ROBSTOWN - When the Klepac family began farming in 1981, the idea was to grow crops, but now they have also grown a place that south Texas families can come to enjoy the outdoors and time with each other. The Klepacs, consisting of Jeff, Traci, Brandon, Rachelle, Wade and Kourtni, have operated the Rockin’ K Maze for three years and in that time, they have created a family-oriented place that is unique to Nueces County.

“We have loved watching people come and have fun. It is neat to bring something totally different to our area,” said Kourtni Klepac.

The maze had always been a dream of Klepac’s mother-in-law, Traci. She had always brought up the idea, but her husband, Jeff, and her sons, Brandon and Wade had found the idea of all that work a little less than favorable. But things changed when her daughter-in-laws came around. Klepac and her sister-in-law, Rochelle, thought that the idea of a maze would be a great way to combine fun and the family’s background in agriculture. The family discussed the finer points of operation and the maze was opened in September of 2014. The original plan was to be open for 10 weeks, but Mother Nature had other ideas. Even though they were only able to be open for five of the ten weeks in their first year, the Rockin’ K Maze had been a big hit. 

Preparation for the year’s maze starts well before opening day in the fall. The field, located at the corner of CR 52 and FM 666, in between Bluntzer and Banquette, is planted with hay grazer seed in mid-July.

“Brandon does the majority of the planting, but we all go out to watch,” said Klepac, a mother of two. “We bring our kids out and take pictures, it is a family event for us.”

When the grazer reaches a foot tall, it is marked off to show the cutter where to go. Once the marking is completed, the design, which changes every year, is cut into the crop.

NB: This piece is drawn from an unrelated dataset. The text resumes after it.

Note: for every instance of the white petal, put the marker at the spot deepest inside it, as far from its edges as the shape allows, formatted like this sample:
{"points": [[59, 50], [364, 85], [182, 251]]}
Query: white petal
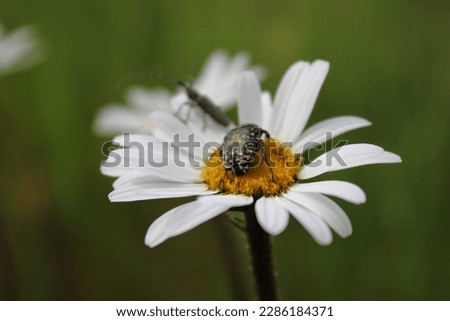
{"points": [[155, 190], [266, 112], [345, 190], [315, 226], [136, 177], [287, 84], [325, 208], [213, 68], [249, 99], [128, 140], [348, 156], [171, 129], [272, 217], [327, 129], [301, 101], [157, 159], [185, 217]]}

In order to get just the right design (last year’s was an homage to hometown favorite, Whataburger), the Klepacs use a company called The Maze Organization, based in Utah. Once the family decides on an idea for the design, they submit it and it is sent back to them in a proprietary format that allows them to then etch it into the hay grazer. Grazer is used instead of the traditional corn because it is better able to withstand the heat and the overabundance of wild hogs found in south Texas. This year’s maze design will be announced toward the end of summer and is usually found on the company’s Facebook page or website, www.rockinkmaze.com.

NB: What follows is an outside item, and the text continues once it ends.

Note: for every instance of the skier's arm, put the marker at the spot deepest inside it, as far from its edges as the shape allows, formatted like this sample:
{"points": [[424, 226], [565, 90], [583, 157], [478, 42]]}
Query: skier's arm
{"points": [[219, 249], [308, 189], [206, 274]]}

Despite the name of the venue, Rockin’ K Maze has much more to offer than the maze alone. Visitors will also find a playground, carnival games, cow train and much more. The train has been a favorite of the smaller visitors to the maze and this year, the train will be expanded to hold more passengers as it journeys around the perimeter of the maze. Also new this year will be corn hole toss, pumpkin tic-tac-toe and pumpkin checkers. During operational times, the maze employs about 30 people, including those who come out to help supervise and educate students taking field trips. The games and rides are all built locally and supplied by different vendors. Also on the horizon for Rockin’ K is the construction of a new barn, which will house an expanded cooking area. 

Those who come to enjoy the maze can also grab a bite to eat and listen to Rockin’ K Radio, a radio station operating only at the maze. The songs are hand-picked by the Klepacs and usually the playlist sticks to Christian contemporary, oldies and country music.

“Having music at the maze has made a world of difference. We had music the first year and then the next year we didn’t. It was obvious to us that we needed the station out there, “said Klepac.

The maze has been a labor of love from the beginning and has challenged the Klepac family to learn on the fly.

“We had to figure out all the kinks and it’s hard just making all the decisions and finalizing everything, but we did our best and listened to our customers to ensure that we were meeting their needs, as well as our own,” said Klepac.

Those who have visited the maze appreciate the chance to take their families on an adventure in the great outdoors.

“I have so enjoyed bringing my girls out to Rockin’ K Maze,” said Aubrey Brown. “We have been going every year since it opened and have enjoyed seeing what new things each year brings.”

Once the middle of November hits, however, it will be time to put away all the parts of the maze until the next year. Teams of employees will tear down and store all the game booths and equipment and a farmer will come and cut down the hay grazer used for the maze. The grazer will be baled and used to feed cattle through the winter months.

When the Klepacs opened the maze, they envisioned a place for people to come and play with and learn about the area’s rich agricultural resources. And while it is hard work to plan, execute and oversee the maze from July through November, the Klepacs are happy with the venue they have provided.

“Our vision was to provide clean, family fun for the surrounding areas and I feel like we have definitely achieved our goal,” said Klepac. “Farming is our livelihood and pays our bills and I enjoy sharing what we have learned about it with the visitors to the maze.”

Rockin’ K Maze will open September 30 and remain open through November 12. It will be open 11 a.m. until 8 p.m. on Saturdays and 1 p.m. until 5 p.m. on Sundays. Visitors can purchase tickets online or at the maze entrance.